In Lorettas altem Bonneville Pontiac lehnte er den Kopf
an die Rücklehne und schloß die Augen. Erst als Loretta
ihn wachrüttelte, merkte er, daß sie seine Auffahrt erreicht
hatten. «Gib mir deinen Schlüssel, Ernie. Ich helfe dir ins
Haus.»
Sie legte sich seinen Arm über die Schultern und stützte
ihn den Weg entlang. Ernie hörte, wie der Schlüssel im
Schloß gedreht wurde, und fühlte, wie sich seine Füße
durch das Wohnzimmer und den kurzen Korridor
bewegten.
«Welches?»
«Welches?» Ernie konnte seine Zunge nicht dazu
bringen, sich zu bewegen.
«Welches Schlafzimmer?» wiederholte Loretta gereizt.
«Komm schon, Ernie, du bist keine Feder. Ach, vergiß es.
Es muß das andere sein. Dieses hier ist mit den
Vogelstatuen vollgestopft, die deine Tochter produziert.

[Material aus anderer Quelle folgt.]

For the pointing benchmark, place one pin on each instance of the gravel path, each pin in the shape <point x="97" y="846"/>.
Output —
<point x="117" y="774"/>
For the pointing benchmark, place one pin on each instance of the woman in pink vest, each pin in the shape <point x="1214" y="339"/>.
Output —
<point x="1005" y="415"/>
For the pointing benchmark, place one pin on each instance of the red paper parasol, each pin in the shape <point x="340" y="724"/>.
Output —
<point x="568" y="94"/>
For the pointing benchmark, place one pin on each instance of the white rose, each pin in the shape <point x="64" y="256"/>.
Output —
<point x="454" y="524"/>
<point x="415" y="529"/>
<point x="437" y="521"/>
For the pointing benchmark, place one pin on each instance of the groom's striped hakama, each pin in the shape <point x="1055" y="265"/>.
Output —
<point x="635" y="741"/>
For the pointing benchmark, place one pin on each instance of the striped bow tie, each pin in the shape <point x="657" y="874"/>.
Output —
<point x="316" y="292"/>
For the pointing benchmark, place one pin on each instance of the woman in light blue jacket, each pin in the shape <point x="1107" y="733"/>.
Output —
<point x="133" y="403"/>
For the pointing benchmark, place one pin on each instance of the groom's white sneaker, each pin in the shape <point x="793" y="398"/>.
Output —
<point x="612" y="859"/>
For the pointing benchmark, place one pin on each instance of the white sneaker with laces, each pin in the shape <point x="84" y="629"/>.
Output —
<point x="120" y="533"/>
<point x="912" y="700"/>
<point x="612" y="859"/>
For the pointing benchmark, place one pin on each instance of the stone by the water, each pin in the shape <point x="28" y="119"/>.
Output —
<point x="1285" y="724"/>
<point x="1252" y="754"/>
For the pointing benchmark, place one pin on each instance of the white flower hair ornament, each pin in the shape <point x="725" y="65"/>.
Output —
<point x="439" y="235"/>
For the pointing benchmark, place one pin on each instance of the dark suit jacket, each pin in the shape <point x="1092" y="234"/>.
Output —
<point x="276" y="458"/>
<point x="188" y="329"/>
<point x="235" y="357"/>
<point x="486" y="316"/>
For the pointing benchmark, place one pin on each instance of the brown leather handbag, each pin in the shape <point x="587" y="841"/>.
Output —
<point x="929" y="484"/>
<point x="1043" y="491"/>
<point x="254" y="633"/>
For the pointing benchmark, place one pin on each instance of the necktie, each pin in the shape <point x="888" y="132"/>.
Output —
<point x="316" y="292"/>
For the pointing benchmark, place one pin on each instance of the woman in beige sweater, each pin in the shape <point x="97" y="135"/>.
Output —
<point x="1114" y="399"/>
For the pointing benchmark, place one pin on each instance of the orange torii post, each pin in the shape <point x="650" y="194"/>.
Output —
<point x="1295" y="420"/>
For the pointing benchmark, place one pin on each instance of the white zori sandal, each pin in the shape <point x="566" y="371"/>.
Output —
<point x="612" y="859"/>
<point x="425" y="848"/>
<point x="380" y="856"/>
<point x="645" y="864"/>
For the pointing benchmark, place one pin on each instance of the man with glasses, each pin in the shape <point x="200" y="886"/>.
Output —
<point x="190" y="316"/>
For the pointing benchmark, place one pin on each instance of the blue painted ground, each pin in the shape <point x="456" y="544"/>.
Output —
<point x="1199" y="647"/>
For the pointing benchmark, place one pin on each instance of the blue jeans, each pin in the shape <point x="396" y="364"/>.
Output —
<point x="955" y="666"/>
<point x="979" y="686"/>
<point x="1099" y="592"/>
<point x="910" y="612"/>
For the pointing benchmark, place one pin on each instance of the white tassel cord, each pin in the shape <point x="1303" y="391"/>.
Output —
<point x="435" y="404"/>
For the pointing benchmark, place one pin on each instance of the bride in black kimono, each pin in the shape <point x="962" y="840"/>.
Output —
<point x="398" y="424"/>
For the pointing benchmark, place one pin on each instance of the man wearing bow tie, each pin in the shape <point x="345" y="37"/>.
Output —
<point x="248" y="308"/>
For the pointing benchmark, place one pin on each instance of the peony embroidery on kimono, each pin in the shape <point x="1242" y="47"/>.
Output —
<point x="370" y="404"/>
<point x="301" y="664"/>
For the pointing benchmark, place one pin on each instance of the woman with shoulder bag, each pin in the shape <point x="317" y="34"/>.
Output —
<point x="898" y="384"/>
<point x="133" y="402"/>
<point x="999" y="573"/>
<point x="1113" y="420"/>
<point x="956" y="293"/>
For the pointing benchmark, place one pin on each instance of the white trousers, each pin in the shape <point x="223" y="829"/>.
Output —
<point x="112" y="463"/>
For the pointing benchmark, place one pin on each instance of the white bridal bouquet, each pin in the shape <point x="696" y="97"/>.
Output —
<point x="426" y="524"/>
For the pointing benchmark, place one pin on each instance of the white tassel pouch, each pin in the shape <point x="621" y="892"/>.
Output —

Du könntest sie nicht einmal als Preise in einer
Klapsmühle verschenken, Mann. So verrückt ist kein
Mensch.»
Ernie nahm es Loretta instinktiv übel, daß sie seine
Tochter Wilma Jr., Wee Willie, wie er sie nannte,
heruntermachte. Sie würde einmal eine berühmte
Bildhauerin sein. Seit sie 1968 das Studium abgebrochen
hatte, wohnte sie in New Mexico und verdiente ihren
Lebensunterhalt, indem sie abends als Kellnerin bei
McDonalds arbeitete. Tagsüber fertigte sie Tonwaren an
und meißelte Vögel.
Ernie spürte, daß man ihn umdrehte und ihm einen
Schubs versetzte. Seine Knie gaben nach, und er hörte das
vertraute Quietschen der Bettfedern. Dankbar seufzend
streckte er sich aus und war hinüber.
    Wilma Bean und ihre Schwester Dorothy hatten einen
angenehmen Tag verbracht. Wilma war achtundfünfzig
und von Zeit zu Zeit gern mit der dreiundsechzigjährigen
Dorothy zusammen. Die Schwierigkeit bestand darin, daß
Dorothy sehr überheblich war und ständig an Ernie und
Wee Willie etwas auszusetzen hatte, und das vertrug
Wilma auf die Dauer nicht. Aber Dorothy tat ihr leid. Ihr
Mann hatte sie vor zehn Jahren verlassen und lebte jetzt
mit seiner zweiten Frau, einer Karate-Lehrerin, in Saus
und Braus. Mit ihrer Schwiegertochter vertrug Dorothy
sich nicht. Dorothy arbeitete noch immer stundenweise in
einem Versicherungsbüro als Schadenssachverständige.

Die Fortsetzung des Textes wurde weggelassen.